Personally I like the bottom one the best, the square on the right bothers me alot in the middle one dont know why but I find it really distracts from the flow of the sig.


----------



## plazzman (Mar 29, 2007)

I actually think if you'd done more of the splatter in the first one, it would have been crazy. But splatter is always tough to balance.


----------



## MJB23 (Jan 26, 2007)

I think you're right plazz. I should have either done more splatter or no splatter but just that little bit wasn't enough. I'm trying to move away from using brushes though and use more lighting effects and smudging.


----------



## plazzman (Mar 29, 2007)

Smudging is always a no-no, use the blur features, they're better.


----------



## MJB23 (Jan 26, 2007)

Alright i'll give that a try.

I only used the smudging for the backgrounds and then set them to either color dodge or screen and lowered the opacity.


----------



## plazzman (Mar 29, 2007)

Oh, I thought you meant smudging the stock, ok, my bad.


----------



## Sinister (Nov 19, 2007)

Pretty good MJB, only 2 things I can pick on are your fonts, they really take away from the rest of the sig, they just don't blend in every well in my opinion. Too big and blotchy. 

Your boarders look off as well, once again they just don't blend in very well and take away from the render and backgrounds. For EX: on the R6 one, I'd probably shrink the stroke and maybe 50% fill.

But other than those small things, looks great.


----------



## MJB23 (Jan 26, 2007)

I hate adding fonts to sigs. I know they are supposed to help but I never know what font to use so I just try to use a plain one and they never go well with it like you said. 

The same thing with borders. I might just be doing them wrong. I use the line tool to make a line and then I fill it in. If there's an easier way I'd love for someone to tell me.


----------



## Sinister (Nov 19, 2007)

Never use the line tool for boarders. There is a much easier and better way to do it.

When you make a boarder do it at the end, it's the last thing to do even after the font. 

Make a new layer and use *Rectangle Tool* and cover the whole sig. Then go to *Edit* and select *Stroke*. Then decide the color, and width and your boarder is done much faster that using the line tool.

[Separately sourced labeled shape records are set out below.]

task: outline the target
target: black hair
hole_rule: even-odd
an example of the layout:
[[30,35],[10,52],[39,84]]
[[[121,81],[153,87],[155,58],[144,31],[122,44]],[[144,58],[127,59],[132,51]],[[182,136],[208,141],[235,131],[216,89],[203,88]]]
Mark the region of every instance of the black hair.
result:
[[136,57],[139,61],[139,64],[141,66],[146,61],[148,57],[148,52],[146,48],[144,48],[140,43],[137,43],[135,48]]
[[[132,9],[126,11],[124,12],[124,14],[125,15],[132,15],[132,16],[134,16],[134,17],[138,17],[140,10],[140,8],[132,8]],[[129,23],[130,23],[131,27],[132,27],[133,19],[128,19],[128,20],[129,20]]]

Also from there, you can do tons of things to the boarder like adding a shadow, another stroke, etc. etc. Doing this gives you a shit load of more options and a major time saver.

Fonts are tricky, I learned a lot from reading Tutorials about fonts.


----------



## Steph05050 (Jun 4, 2008)

im the same when it comes to fonts i never know which to use and for borders i use stroke


----------



## MJB23 (Jan 26, 2007)

Sinister said:


> Never use the line tool for boarders. There is a much easier and better way to do it.
> 
> When you make a boarder do it at the end, it's the last thing to do even after the font.
> 
> ...


Wow I never thought to do the border that way, that seems a lot easier. Thanks


----------